Phased DMD: Few-step Distribution Matching Distillation via Score Matching within Subintervals
Xiangyu Fan, Zesong Qiu, Zhuguanyu Wu, Fanzhou Wang, Zhiqian Lin, Tianxiang Ren, Dahua Lin, Ruihao Gong, Lei Yang
2025-11-03
Summary
This paper introduces a new method called Phased Distribution Matching Distillation (Phased DMD) to improve how we create fast, simplified versions of complex AI models that generate things like images and videos. These simplified models, called 'distilled' models, are much more efficient but often lose quality compared to the original.
What's the problem?
When you try to make a fast, one-step version of a powerful generative model, it often doesn't perform well on complicated tasks, like creating realistic and detailed motion in videos. Trying to make a multi-step distilled model – one that generates things in stages – runs into problems with needing a lot of computer memory and becoming unstable. Previous attempts to fix this, like cutting off parts of the training process, actually reduced the variety of outputs the model could create, making them less interesting.
What's the solution?
Phased DMD tackles this by breaking down the distillation process into phases. It's like teaching the simplified model gradually, starting with easier aspects of the generation and then moving to more complex ones. This is done by dividing the range of possible 'signal-to-noise ratios' (a technical detail about image/video quality) into smaller sections and focusing on refining the model within each section. The researchers also used math to make sure the training process in each phase was accurate, and combined this with a technique called 'Mixture-of-Experts' to increase the model's capacity without making it too complicated.
Why it matters?
This research is important because it allows us to create faster and more efficient AI models for generating images and videos without sacrificing the quality or variety of the results. They successfully distilled very large models, like Qwen-Image and Wan2.2, demonstrating that their method works well and preserves the creative potential of these powerful AI systems. The code and models will be released, allowing others to build upon this work.
Abstract
Distribution Matching Distillation (DMD) distills score-based generative models into efficient one-step generators, without requiring a one-to-one correspondence with the sampling trajectories of their teachers.
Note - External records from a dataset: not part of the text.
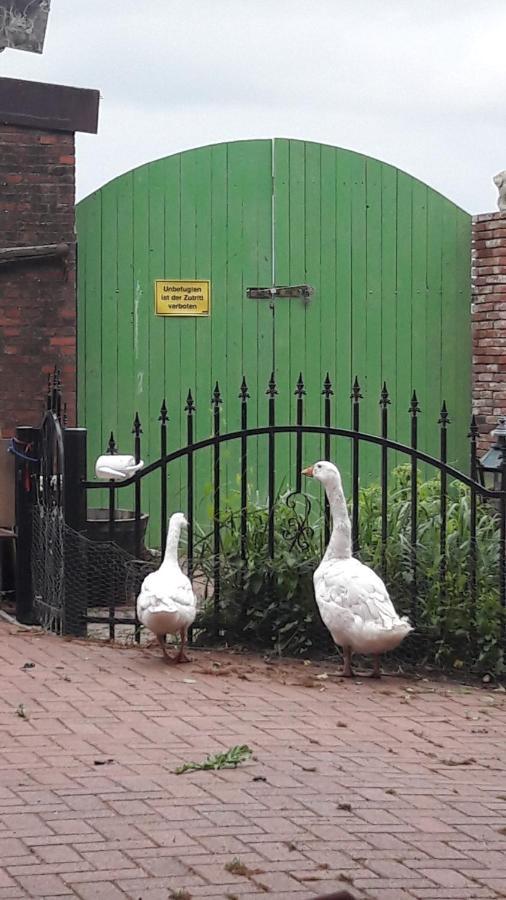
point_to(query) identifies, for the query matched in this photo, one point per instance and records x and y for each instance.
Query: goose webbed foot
(181, 656)
(347, 668)
(376, 672)
(166, 658)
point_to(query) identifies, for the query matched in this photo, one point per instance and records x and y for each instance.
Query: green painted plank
(432, 352)
(156, 325)
(450, 377)
(463, 338)
(82, 306)
(143, 310)
(420, 379)
(283, 336)
(344, 305)
(93, 361)
(125, 329)
(175, 381)
(202, 175)
(404, 386)
(388, 288)
(109, 321)
(327, 300)
(372, 387)
(312, 310)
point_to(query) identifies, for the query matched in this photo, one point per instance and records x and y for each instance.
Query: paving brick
(400, 825)
(43, 885)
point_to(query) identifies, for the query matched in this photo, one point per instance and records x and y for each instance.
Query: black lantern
(493, 464)
(23, 24)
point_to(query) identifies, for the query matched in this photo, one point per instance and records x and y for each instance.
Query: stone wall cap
(50, 107)
(490, 217)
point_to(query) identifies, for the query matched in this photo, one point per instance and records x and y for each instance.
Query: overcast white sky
(417, 83)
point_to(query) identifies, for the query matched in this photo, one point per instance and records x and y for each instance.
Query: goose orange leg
(161, 640)
(376, 672)
(347, 669)
(181, 656)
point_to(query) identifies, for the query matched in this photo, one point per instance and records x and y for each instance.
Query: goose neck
(340, 540)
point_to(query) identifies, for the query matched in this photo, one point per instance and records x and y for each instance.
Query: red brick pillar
(37, 243)
(489, 321)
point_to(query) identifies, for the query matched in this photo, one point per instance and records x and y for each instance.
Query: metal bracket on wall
(303, 291)
(40, 252)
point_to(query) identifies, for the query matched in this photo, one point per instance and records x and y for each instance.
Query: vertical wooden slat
(451, 352)
(109, 319)
(370, 460)
(420, 378)
(388, 287)
(92, 363)
(83, 306)
(156, 269)
(403, 385)
(281, 200)
(432, 353)
(203, 375)
(174, 375)
(343, 305)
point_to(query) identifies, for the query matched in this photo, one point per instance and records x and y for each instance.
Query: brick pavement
(395, 790)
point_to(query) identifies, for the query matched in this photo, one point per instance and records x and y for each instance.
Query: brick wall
(37, 297)
(489, 321)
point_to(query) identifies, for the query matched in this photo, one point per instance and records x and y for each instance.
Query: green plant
(269, 603)
(228, 760)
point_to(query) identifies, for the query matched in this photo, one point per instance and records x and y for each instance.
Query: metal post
(75, 510)
(24, 512)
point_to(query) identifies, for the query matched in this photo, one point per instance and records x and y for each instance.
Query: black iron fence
(58, 490)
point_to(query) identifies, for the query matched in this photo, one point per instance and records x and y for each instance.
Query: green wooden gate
(388, 257)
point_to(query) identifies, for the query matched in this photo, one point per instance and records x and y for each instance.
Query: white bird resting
(353, 601)
(117, 467)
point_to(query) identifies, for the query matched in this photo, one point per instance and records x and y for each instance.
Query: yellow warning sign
(182, 298)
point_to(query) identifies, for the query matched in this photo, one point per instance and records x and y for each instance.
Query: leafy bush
(269, 604)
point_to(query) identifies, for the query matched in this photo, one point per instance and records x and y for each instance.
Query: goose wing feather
(349, 586)
(168, 594)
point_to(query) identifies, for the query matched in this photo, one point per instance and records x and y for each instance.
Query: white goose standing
(166, 603)
(353, 601)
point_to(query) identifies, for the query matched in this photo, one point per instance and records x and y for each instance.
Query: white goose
(166, 603)
(353, 601)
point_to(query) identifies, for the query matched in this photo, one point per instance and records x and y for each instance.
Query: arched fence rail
(62, 477)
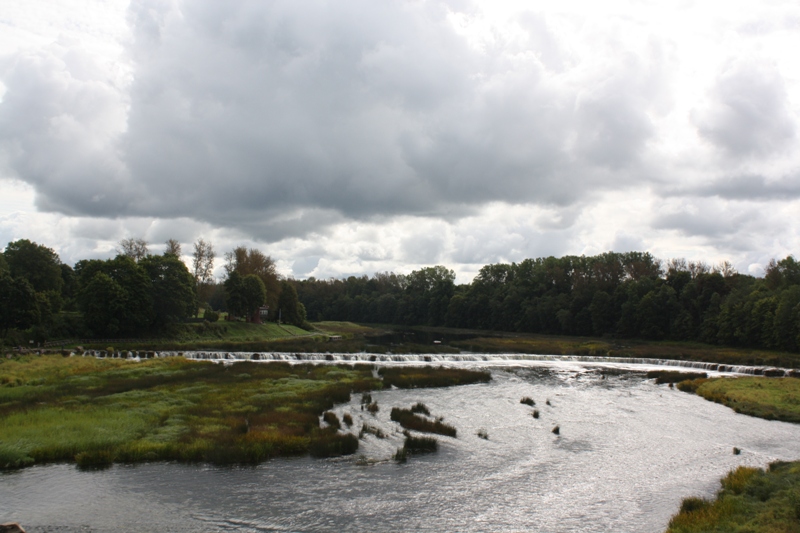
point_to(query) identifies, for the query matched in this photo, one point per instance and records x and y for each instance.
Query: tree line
(626, 295)
(136, 293)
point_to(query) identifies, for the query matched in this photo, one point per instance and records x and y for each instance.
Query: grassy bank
(684, 351)
(769, 398)
(751, 500)
(98, 411)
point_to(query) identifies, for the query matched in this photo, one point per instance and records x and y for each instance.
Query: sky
(352, 137)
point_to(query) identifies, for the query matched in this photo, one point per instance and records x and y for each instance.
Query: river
(627, 453)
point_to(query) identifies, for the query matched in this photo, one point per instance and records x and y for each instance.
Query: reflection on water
(628, 452)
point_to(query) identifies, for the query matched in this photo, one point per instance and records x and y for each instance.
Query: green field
(751, 500)
(98, 411)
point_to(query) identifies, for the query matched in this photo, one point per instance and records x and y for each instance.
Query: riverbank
(751, 499)
(99, 411)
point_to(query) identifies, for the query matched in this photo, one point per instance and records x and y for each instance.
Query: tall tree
(18, 305)
(290, 309)
(136, 249)
(172, 289)
(203, 269)
(38, 264)
(173, 248)
(251, 261)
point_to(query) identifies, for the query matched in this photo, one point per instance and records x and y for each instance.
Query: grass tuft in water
(409, 420)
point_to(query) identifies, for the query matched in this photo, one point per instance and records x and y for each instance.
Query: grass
(409, 420)
(751, 500)
(95, 411)
(768, 398)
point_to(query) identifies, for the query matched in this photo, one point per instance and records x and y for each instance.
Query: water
(627, 453)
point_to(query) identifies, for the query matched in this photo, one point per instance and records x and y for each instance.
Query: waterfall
(231, 357)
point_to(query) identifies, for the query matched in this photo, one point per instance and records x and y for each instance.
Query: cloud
(748, 113)
(277, 118)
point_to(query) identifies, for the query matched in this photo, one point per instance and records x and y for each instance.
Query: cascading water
(486, 359)
(627, 453)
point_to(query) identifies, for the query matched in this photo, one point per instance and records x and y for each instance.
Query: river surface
(627, 453)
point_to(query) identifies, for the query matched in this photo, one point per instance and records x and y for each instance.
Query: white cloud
(359, 137)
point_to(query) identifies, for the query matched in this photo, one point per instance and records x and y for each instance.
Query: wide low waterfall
(486, 359)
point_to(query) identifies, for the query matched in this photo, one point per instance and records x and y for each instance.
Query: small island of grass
(99, 411)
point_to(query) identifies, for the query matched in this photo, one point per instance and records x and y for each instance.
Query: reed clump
(768, 398)
(372, 430)
(410, 420)
(420, 408)
(330, 418)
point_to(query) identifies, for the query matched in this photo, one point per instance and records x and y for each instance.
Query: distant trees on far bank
(623, 295)
(136, 293)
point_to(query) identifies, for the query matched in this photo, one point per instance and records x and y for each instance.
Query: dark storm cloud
(749, 187)
(276, 117)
However, limited model capacity causes one-step distilled models underperform on complex generative tasks, e.g., synthesizing intricate object motions in text-to-video generation. Directly extending DMD to multi-step distillation increases memory usage and computational depth, leading to instability and reduced efficiency. While prior works propose stochastic gradient truncation as a potential solution, we observe that it substantially reduces the generation diversity of multi-step distilled models, bringing it down to the level of their one-step counterparts. To address these limitations, we propose Phased DMD, a multi-step distillation framework that bridges the idea of phase-wise distillation with Mixture-of-Experts (MoE), reducing learning difficulty while enhancing model capacity. Phased DMD is built upon two key ideas: progressive distribution matching and score matching within subintervals. First, our model divides the SNR range into subintervals, progressively refining the model to higher SNR levels, to better capture complex distributions. Next, to ensure the training objective within each subinterval is accurate, we have conducted rigorous mathematical derivations. We validate Phased DMD by distilling state-of-the-art image and video generation models, including Qwen-Image (20B parameters) and Wan2.2 (28B parameters). Experimental results demonstrate that Phased DMD preserves output diversity better than DMD while retaining key generative capabilities. We will release our code and models.